- Earnout
- A contractual mechanism where a portion of the acquisition price is paid to the seller after closing, contingent on the target meeting defined performance thresholds.
- Earnout Period
- The defined post-closing window — typically 12 to 36 months — during which performance is measured and earnout payments are calculated.
- Performance Metric
- The specific, measurable target — such as EBITDA, revenue, gross profit, or a non-financial milestone — that triggers an earnout payment when achieved.
- EBITDA
- Earnings Before Interest, Taxes, Depreciation, and Amortization — a common earnout metric because it approximates operating cash generation and is harder to manipulate than net income.
- Acceleration Clause
- A provision that makes the full remaining earnout immediately payable to the seller if the buyer triggers a specified event, such as a change of control or material breach.
- Clawback
- A provision allowing the buyer to recover previously paid earnout amounts if the performance figures are later restated or found to be inaccurate.
- Anti-Dilution Covenant
- A seller protection requiring the buyer to operate the acquired business in a manner that does not artificially suppress the earnout metrics — for example, by shifting revenue to affiliated entities.
- Closing Date
- The date on which the acquisition transaction is completed and legal ownership transfers to the buyer — the typical start date for the earnout measurement period.
- Escrow
- A third-party holding arrangement sometimes used in earnouts to ring-fence buyer funds against future earnout payment obligations.

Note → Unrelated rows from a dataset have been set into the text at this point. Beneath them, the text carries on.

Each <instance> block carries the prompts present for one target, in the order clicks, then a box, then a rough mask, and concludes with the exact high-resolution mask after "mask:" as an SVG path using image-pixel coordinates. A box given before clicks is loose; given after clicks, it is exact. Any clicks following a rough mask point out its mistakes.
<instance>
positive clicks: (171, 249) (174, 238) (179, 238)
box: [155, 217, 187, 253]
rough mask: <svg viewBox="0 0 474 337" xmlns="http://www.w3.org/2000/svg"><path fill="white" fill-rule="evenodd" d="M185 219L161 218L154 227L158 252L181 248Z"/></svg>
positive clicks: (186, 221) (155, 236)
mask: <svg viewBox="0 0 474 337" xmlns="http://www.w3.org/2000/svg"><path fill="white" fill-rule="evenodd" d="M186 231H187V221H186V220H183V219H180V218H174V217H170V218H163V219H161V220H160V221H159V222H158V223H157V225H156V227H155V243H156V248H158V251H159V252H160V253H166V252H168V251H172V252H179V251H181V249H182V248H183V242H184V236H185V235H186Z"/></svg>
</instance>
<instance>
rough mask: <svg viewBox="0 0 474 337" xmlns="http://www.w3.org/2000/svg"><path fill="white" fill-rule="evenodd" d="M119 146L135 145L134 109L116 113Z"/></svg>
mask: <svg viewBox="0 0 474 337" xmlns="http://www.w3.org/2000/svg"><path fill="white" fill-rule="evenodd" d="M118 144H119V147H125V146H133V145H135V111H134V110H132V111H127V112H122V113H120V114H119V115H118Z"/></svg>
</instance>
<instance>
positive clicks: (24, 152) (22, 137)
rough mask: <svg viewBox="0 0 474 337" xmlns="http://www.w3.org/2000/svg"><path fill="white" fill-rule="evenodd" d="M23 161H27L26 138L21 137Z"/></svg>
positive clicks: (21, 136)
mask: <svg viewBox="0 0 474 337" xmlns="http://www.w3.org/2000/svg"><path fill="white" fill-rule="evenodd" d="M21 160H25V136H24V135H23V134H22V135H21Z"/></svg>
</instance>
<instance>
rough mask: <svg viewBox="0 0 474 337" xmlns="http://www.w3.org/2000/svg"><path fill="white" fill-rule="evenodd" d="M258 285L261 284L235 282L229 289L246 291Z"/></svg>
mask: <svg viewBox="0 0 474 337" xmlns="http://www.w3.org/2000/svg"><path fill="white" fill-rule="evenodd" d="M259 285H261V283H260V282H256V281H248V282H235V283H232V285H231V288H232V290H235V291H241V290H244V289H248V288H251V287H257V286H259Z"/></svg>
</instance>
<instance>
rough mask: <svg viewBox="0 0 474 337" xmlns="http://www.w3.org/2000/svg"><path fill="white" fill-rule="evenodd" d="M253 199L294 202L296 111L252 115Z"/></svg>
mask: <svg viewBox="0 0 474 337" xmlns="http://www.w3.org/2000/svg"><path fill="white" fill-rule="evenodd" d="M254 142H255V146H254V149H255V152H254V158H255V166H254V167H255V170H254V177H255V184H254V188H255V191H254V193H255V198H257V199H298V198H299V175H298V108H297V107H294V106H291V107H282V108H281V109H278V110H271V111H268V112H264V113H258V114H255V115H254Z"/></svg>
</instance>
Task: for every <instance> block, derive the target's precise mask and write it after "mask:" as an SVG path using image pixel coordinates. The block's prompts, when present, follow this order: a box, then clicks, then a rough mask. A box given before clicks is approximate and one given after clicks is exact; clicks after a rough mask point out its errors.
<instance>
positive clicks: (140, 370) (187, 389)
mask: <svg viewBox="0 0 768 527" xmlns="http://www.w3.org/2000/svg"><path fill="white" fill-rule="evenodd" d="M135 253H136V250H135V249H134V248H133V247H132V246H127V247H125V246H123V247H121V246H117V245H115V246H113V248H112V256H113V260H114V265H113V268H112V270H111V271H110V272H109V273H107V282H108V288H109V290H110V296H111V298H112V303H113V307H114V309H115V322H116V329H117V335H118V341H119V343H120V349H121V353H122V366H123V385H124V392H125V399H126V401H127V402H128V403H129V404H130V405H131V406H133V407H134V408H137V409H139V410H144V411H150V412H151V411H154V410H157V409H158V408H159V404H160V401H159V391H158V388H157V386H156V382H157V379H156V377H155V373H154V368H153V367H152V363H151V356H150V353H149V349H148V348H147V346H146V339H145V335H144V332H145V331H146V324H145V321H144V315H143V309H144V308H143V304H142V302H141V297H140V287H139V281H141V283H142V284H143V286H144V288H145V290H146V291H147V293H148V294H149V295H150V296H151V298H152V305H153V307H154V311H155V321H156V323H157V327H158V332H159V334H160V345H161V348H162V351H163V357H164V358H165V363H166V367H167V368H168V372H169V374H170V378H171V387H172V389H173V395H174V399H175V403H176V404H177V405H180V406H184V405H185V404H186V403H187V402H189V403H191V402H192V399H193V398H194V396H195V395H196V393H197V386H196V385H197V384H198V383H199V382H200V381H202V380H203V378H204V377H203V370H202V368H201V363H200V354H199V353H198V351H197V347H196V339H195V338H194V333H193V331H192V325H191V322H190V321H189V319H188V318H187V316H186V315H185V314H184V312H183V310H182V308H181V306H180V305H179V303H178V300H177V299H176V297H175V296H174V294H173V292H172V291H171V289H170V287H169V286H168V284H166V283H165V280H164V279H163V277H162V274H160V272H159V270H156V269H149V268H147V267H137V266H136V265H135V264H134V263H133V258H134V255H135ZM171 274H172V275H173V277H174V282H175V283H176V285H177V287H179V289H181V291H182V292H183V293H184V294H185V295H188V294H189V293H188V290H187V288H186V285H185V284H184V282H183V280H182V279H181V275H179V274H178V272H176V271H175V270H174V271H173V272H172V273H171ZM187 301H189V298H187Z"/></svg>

- Purchase Price Adjustment
- A separate mechanism — distinct from an earnout — that adjusts the acquisition price based on working capital, net debt, or similar closing-date balance sheet items.
- Good Faith Operation Covenant
- A contractual obligation requiring the buyer to operate the acquired business in a commercially reasonable manner to give the seller a fair opportunity to achieve the earnout.
- Dispute Resolution Expert
- An independent accountant or financial expert appointed to resolve disagreements over earnout calculations when the parties cannot agree within a defined negotiation window.